May 12

How to Love Children

By: Christy Lee

Many of you were inspired by Sunday’s sermon to answer the charge to love the children of this church and Fremont. For some of us, this does not come naturally. Since the Bible tell us to love children as Jesus did, surely it teaches us how as well?

Unsurprisingly, our best example of how to love children comes from Jesus himself. I think the best example of how to love children comes from Christ’s life on earth, in what we call his “condescension”. The act of God putting on human flesh and coming to live on earth is often referred to as his “condescension” (not to be confused with the word “condescending”, which means to talk down to someone in a degrading  manner.
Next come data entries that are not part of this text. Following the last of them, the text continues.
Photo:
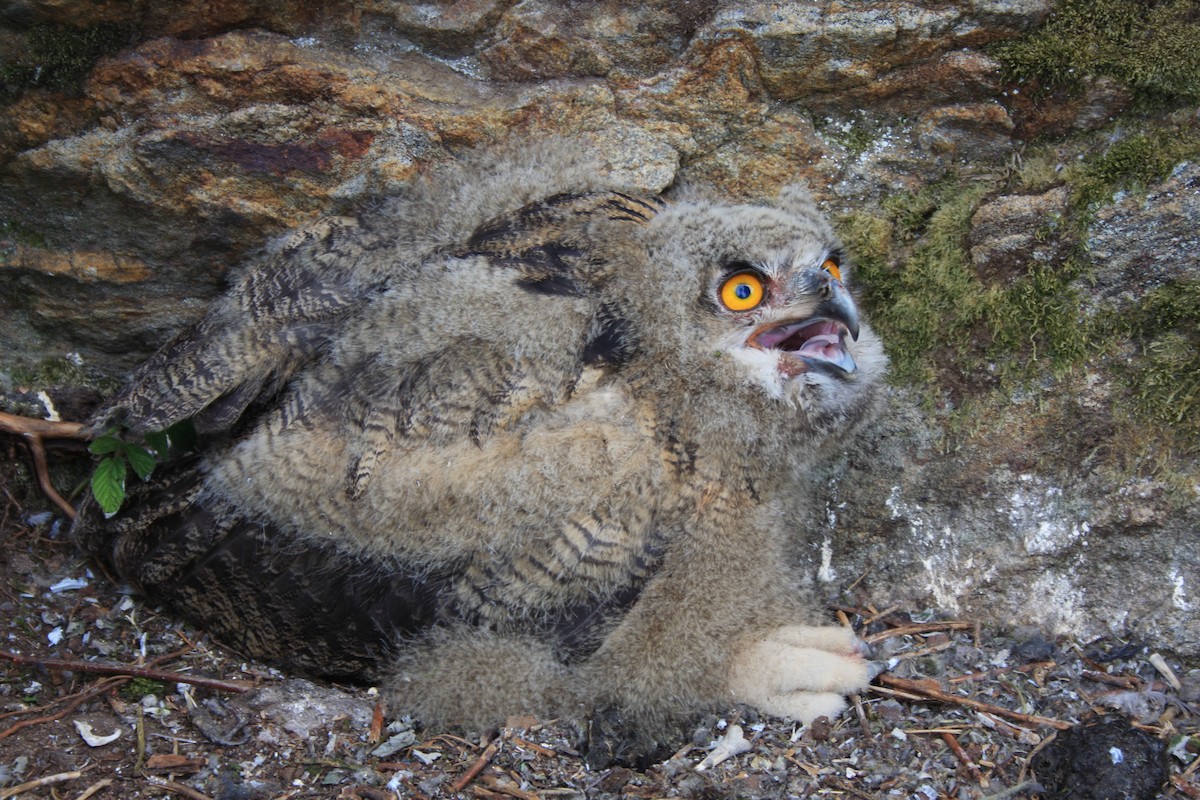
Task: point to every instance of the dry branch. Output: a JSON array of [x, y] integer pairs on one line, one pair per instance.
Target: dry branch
[[35, 432], [129, 672], [928, 690], [12, 792], [478, 767]]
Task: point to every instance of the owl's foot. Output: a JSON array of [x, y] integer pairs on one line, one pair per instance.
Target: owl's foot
[[799, 672]]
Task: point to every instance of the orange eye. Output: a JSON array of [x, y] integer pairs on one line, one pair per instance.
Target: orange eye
[[832, 268], [742, 292]]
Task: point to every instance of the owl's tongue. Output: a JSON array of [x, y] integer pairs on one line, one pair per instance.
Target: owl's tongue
[[827, 346], [820, 341]]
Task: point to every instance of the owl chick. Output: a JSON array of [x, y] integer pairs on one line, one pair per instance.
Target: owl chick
[[517, 441]]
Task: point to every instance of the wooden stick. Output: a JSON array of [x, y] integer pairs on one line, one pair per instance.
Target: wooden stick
[[929, 690], [178, 788], [961, 755], [129, 671], [12, 792], [95, 787], [478, 767], [919, 627], [101, 687], [1001, 671], [34, 431]]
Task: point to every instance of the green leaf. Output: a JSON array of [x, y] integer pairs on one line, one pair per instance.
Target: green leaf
[[105, 444], [142, 462], [108, 483]]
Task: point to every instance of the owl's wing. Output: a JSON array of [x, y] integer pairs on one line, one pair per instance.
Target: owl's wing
[[275, 319], [474, 385]]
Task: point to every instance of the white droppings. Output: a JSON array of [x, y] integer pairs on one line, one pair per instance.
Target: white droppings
[[826, 573]]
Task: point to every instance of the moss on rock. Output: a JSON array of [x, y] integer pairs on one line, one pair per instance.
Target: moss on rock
[[1153, 47]]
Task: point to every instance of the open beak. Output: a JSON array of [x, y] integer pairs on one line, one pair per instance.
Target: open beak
[[816, 342]]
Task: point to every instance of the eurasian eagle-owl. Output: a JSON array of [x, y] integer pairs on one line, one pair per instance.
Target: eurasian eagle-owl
[[520, 440]]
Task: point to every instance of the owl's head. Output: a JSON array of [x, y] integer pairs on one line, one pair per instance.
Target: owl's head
[[759, 298]]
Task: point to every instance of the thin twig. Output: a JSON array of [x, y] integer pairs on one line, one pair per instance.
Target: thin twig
[[961, 755], [101, 687], [478, 767], [129, 671], [1001, 671], [918, 627], [12, 792], [95, 787], [178, 788], [928, 690], [34, 432]]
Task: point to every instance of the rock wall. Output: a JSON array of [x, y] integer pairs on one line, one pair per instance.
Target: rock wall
[[1021, 193]]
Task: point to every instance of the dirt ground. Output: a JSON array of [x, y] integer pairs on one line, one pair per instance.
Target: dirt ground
[[961, 711]]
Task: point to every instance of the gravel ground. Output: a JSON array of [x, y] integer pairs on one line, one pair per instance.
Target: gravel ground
[[961, 711]]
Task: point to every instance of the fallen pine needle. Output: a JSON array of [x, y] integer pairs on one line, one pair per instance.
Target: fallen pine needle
[[12, 792]]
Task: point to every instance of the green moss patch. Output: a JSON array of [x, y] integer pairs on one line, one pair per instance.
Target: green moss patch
[[1163, 382], [1152, 47], [59, 56]]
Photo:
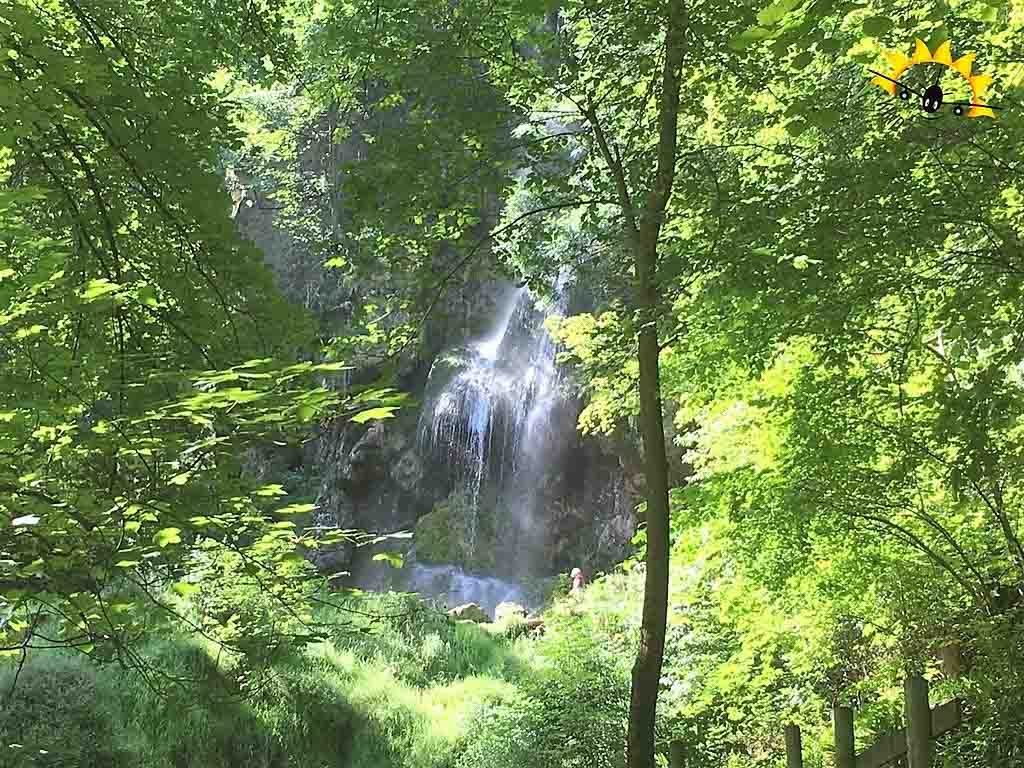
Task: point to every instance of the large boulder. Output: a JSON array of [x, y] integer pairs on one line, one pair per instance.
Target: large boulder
[[507, 610], [469, 612]]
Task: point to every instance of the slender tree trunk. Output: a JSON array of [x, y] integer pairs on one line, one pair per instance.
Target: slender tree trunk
[[647, 668], [645, 232]]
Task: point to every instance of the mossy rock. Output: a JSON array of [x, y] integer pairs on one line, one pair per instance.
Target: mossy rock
[[445, 535]]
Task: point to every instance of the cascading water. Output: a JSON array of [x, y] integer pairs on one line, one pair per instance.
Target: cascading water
[[491, 420], [497, 443]]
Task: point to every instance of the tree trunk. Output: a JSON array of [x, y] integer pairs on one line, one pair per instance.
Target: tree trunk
[[647, 669], [644, 236]]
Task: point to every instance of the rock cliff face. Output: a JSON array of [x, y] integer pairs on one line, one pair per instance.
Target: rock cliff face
[[489, 471]]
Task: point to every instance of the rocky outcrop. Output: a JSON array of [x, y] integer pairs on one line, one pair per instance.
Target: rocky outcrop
[[469, 612], [382, 477]]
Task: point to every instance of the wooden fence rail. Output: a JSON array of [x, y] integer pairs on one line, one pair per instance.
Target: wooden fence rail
[[912, 742]]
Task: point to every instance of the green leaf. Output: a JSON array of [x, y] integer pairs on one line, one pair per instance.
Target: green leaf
[[750, 37], [801, 60], [393, 559], [167, 537], [375, 414], [774, 12], [877, 26], [98, 288], [185, 589]]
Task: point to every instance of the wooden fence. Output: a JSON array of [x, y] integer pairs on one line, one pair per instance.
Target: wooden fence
[[909, 747]]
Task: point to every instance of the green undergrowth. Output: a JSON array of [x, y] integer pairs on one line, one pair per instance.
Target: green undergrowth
[[395, 684]]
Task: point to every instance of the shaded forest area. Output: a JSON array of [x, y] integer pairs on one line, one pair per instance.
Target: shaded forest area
[[798, 225]]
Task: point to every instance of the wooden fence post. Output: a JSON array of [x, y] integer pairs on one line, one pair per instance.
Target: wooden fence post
[[843, 726], [919, 722], [794, 748], [677, 755]]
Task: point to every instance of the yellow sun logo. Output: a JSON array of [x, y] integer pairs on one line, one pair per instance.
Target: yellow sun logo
[[931, 99]]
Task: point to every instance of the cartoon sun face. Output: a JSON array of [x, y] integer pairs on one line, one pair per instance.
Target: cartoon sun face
[[932, 98]]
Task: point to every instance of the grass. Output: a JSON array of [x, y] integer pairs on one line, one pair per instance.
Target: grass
[[403, 696]]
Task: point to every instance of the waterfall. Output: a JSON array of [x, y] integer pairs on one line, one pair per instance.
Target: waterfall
[[491, 421]]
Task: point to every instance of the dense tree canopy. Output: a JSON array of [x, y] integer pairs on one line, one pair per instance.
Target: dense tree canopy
[[818, 282]]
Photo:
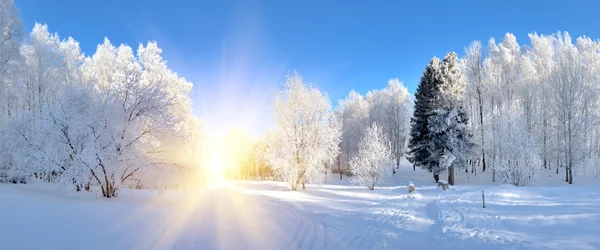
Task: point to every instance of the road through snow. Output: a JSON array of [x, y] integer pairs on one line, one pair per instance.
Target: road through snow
[[266, 215]]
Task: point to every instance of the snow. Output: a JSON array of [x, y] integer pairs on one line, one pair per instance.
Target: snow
[[336, 215]]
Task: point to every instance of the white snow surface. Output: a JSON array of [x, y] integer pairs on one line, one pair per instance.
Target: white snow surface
[[266, 215]]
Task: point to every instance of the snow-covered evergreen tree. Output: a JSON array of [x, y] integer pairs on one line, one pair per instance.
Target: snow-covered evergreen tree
[[426, 101], [374, 157], [449, 141]]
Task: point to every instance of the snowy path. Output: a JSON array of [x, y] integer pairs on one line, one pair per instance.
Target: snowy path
[[265, 215]]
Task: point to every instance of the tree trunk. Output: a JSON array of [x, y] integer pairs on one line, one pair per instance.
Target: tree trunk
[[570, 175], [451, 176]]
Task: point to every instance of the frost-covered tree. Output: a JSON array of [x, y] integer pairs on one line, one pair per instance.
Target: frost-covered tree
[[353, 112], [520, 163], [449, 141], [573, 89], [10, 37], [374, 156], [389, 107], [426, 101], [307, 133]]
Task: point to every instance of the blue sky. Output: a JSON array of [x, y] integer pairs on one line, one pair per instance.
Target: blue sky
[[237, 52]]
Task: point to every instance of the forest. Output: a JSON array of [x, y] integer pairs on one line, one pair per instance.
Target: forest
[[121, 118]]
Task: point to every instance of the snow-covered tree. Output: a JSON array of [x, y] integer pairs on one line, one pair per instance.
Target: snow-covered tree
[[307, 133], [426, 101], [374, 156], [10, 37], [449, 141], [520, 163]]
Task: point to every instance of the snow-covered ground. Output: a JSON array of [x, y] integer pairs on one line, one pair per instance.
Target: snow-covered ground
[[265, 215]]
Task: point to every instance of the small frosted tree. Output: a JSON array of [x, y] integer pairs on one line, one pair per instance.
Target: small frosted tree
[[450, 141], [373, 158], [520, 163], [307, 135]]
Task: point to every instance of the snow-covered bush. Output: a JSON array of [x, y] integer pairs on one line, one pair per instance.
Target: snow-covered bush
[[373, 158]]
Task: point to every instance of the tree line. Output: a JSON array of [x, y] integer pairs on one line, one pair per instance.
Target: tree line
[[119, 117]]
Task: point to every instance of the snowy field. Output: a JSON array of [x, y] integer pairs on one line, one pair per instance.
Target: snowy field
[[265, 215]]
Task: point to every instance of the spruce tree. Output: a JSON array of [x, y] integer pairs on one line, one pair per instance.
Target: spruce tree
[[426, 101], [450, 138], [440, 138]]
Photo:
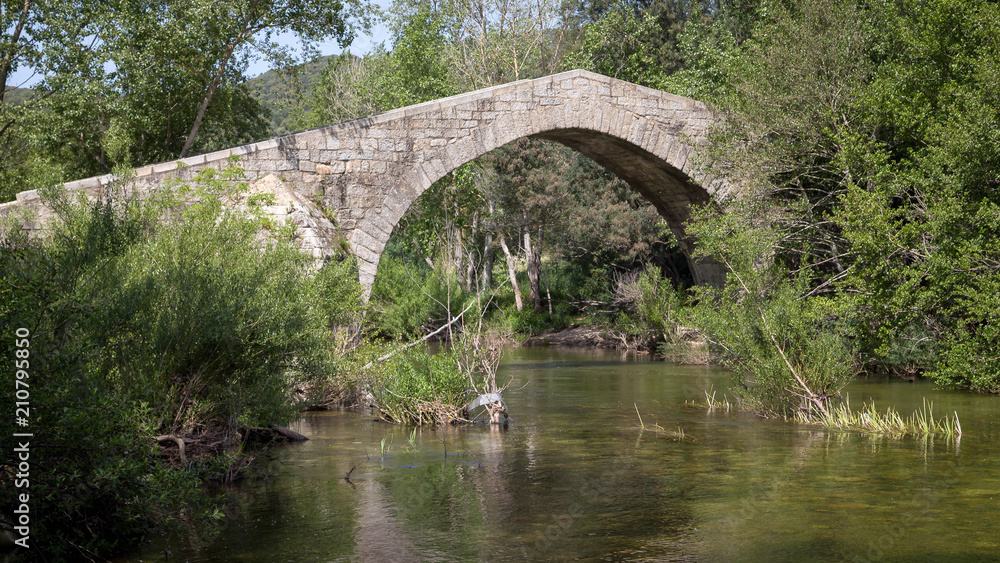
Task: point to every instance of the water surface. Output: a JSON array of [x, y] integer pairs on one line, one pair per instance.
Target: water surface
[[575, 478]]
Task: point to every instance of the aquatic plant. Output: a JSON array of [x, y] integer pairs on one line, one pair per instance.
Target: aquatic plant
[[890, 423]]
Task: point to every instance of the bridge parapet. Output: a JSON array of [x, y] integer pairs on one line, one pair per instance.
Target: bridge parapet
[[368, 171]]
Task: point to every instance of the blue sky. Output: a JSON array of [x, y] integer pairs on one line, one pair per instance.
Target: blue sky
[[362, 45]]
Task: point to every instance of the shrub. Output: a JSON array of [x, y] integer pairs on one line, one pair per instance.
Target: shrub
[[142, 326]]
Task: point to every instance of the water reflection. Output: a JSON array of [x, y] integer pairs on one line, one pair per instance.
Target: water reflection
[[575, 478]]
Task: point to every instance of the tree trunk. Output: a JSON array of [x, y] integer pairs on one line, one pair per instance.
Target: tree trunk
[[511, 272], [470, 266], [8, 58], [534, 269], [487, 276], [213, 85]]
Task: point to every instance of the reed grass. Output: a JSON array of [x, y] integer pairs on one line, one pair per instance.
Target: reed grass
[[715, 404], [889, 423]]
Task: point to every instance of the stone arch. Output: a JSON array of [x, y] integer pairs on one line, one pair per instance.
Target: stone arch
[[646, 137], [367, 172]]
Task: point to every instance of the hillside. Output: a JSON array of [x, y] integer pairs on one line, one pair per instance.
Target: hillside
[[283, 91], [16, 95]]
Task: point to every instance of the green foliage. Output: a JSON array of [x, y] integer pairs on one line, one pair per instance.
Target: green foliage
[[414, 71], [420, 387], [409, 298], [148, 317], [788, 353], [619, 45]]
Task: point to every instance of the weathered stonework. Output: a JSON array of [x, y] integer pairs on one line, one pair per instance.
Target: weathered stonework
[[367, 172]]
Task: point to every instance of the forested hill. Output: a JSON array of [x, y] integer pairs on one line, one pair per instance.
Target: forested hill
[[281, 92], [15, 95]]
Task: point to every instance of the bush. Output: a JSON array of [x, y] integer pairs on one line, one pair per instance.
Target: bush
[[419, 387], [788, 351], [143, 326]]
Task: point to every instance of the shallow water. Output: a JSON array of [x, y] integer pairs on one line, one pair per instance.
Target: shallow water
[[575, 478]]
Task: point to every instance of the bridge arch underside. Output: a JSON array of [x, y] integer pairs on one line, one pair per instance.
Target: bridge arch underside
[[647, 137], [668, 189]]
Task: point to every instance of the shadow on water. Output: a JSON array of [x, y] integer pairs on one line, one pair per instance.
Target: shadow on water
[[576, 479]]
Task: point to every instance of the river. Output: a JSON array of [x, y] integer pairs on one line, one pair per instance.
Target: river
[[575, 477]]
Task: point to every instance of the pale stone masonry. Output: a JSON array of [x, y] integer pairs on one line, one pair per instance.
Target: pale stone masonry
[[367, 172]]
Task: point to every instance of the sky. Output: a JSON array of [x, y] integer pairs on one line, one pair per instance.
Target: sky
[[362, 44]]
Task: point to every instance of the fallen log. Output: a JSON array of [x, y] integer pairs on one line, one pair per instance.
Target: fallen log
[[176, 439], [290, 435]]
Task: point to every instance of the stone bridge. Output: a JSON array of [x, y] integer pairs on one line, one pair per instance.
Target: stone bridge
[[367, 172]]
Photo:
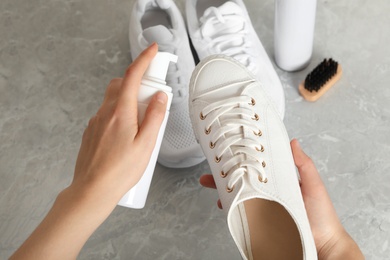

Actually, Jesus’ condescension was the opposite of that!) Here are a couple thoughts about how Jesus loves us and how we can love his children, old and young:

1. Jesus entered into our world: God put on flesh and descended into our world, subjecting himself to the harsh realities of this life on earth. He didn’t love us from afar, from heaven like he could have. Instead, he entered into our mess so personally because he loves us and he knows us. This is the same for loving God’s children. The easy thing to do is to love children from afar, appreciating the times when they sing for the church or maybe even donating supplies and resources once in a while. The harder thing to do is enter into the world of children, interacting with them on “their level” and seeing the world from their perspective. This takes time, energy, and effort! It also takes empathy. To enter into the world requires a personal connection and entering into someone’s world.

2. Jesus humbled himself: In Christ’s condescension, he humbled himself. He is God, almighty, all knowing, and all powerful. He does not need us! He had everything he needed in heaven. Yet he decided to be born in a manger, raised as a humble carpenter’s son, ultimately to die a criminal’a death. In this, Jesus taught us that loving others requires humility and sacrifice. To really love children in particular takes a sacrifice of time, resources, energy, pride, and patience. Perhaps it looks like wearing a silly costume and dancing around with kids at VBS. Perhaps it maybe even looks like preparing for a Sunday school lesson, simplifying complex theology so that kindergartners can understand it. Humbling our hearts, bodies, and mind are all necessary sacrifices for loving God’s little ones well.

3. Jesus loved us as we are: When we were still sinners, Christ loved us. Jesus loved the tax collectors, prostitutes, and sinners. And his love transformed people. People didn’t change because they were simply scared of hell or wrath. They changed their lives because they were so amazed by Jesus’ love for them. In the same way, it is easy to approach children as projects, trying to modify their behavior to become better listeners, bible memorizers, or whatnot. But Jesus shows us that behavioral changes are secondary. The first thing he did was love us, because he knows us and cares for us. Children need to be known and cares for for who they are, not who we want them to be.

If you notice, these principals are not only true for children, but also for loving others in general. Love is more than a feeling: love is hard work! But friends, there is grace in Jesus. We will fail constantly in our efforts to be better lovers of children and our neighbors. But in our failures and victories, we look to Jesus condescended himself to be with us and to love us. He loved us so much that he ultimately died for us. In his death and resurrection, he gives us the power and forgiveness to love others well too.